There were no homeless youth sleeping on the sidewalks or huffing glue to kill their hunger. In Rwanda, vagrants and petty criminals have been scooped up by the police and sent to a youth “rehabilitation center” on an island in the middle of Lake Kivu that some Rwandan officials jokingly call their Hawaii — because it is so lush and beautiful — though people in Kigali whisper about it as if it were Alcatraz. There aren’t even large slums in Kigali, because the government simply doesn’t allow them.

The night before, I strolled back to my hotel from a restaurant well past midnight — a stupid idea in just about any other African capital. But Rwanda is one of the safest places I’ve been, this side of Zurich, which is hard to reconcile with the fact that less than 20 years ago more civilians were murdered here in a three-month spree of madness than during just about any other three-month period in human history, including the Holocaust.
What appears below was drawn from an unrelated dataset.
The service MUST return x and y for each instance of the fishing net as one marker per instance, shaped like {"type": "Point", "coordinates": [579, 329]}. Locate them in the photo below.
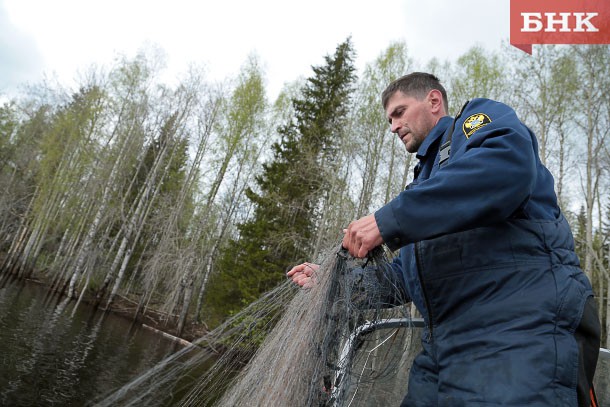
{"type": "Point", "coordinates": [346, 341]}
During Rwanda’s genocide, the majority Hutus turned on the minority Tutsis, slaughtering an estimated one million men, women and children, most dispatched by machetes or crude clubs. Rwandans say it is difficult for any outsider to appreciate how horrifying it was. Nowadays, it’s hard to find even a jaywalker. 
Clinton, ?, Usher?, Alicia Keyes?,
Quincy Jones, and Kagame in back

No country in Africa, if not the world, has so thoroughly turned itself around in so short a time, and Kagame has shrewdly directed the transformation. Measured against many of his colleagues, like the megalomaniac Robert Mugabe of Zimbabwe, who ran a beautiful, prosperous nation straight into the ground, or the Democratic Republic of Congo’s amiable but feckless Joseph Kabila, who is said to play video games while his country falls apart, Kagame seems like a godsend. Spartan, stoic, analytical and austere, he routinely stays up to 2 or 3 a.m. to thumb through back issues of The Economist ...

The story goes on to offer a number of interesting vignettes, like Kagame beating with a stick subordinates who spent too much on drapes for the office. And it has some good insights, such as that Rwandans have been fairly well organized since Burton and Speke visited them in the in 1860s. 
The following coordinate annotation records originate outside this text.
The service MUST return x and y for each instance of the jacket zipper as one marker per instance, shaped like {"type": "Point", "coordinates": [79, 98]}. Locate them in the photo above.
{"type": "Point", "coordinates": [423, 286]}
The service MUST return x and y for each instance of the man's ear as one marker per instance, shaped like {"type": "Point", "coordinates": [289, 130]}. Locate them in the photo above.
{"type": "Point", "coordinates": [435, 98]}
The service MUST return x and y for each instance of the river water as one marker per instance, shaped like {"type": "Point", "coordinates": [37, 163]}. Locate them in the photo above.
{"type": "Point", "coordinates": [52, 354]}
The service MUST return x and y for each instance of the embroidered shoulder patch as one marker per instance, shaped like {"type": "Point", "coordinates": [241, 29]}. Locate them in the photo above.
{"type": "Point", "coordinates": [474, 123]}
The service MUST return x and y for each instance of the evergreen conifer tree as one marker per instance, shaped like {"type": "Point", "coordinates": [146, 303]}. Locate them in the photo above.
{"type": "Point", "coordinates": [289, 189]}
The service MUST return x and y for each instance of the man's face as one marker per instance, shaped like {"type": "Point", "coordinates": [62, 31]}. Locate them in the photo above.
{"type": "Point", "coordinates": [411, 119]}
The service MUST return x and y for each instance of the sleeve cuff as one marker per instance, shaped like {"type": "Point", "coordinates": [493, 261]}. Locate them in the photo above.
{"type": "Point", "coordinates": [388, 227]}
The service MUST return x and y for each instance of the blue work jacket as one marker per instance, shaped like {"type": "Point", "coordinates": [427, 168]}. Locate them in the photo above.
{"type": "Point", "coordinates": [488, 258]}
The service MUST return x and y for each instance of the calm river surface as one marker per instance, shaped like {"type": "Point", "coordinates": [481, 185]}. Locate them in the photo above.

But, it's kind of lacking in the bigger picture of the endemic struggle between Nilotics and Bantus, in Rwanda, Burundi, Uganda (where Kagame was once a right hand man to the current dictator) and the Congo, where Kagame has been plundering for decades.

I briefly wrote about it in 2008. Back in 1995, Barack Obama Jr., who is half-Luo, noted the distinction in Kenya between "tall, ink-black Luos and short, brown Kikuyus." His Luo relatives assured him, "The Luo are intelligent but lazy." 

The Bantus, by weight of numbers, tended to get the upper hand in decolonization's one-man-one-vote-once era, but the Nilotics have been making an impressive comeback, with Raila Odinga (the son of Barack Obama Sr.'s political hero) just losing the Presidency of Kenya to Uhuru Kenyatta (the descendant of Barack Sr.'s enemy) in the recent election. 

Most remarkably, even in the United States, where the African-American population is overwhelmingly Bantu, the Nilotics are doing well in World War N. The American President is half Nilotic and not at all Bantu.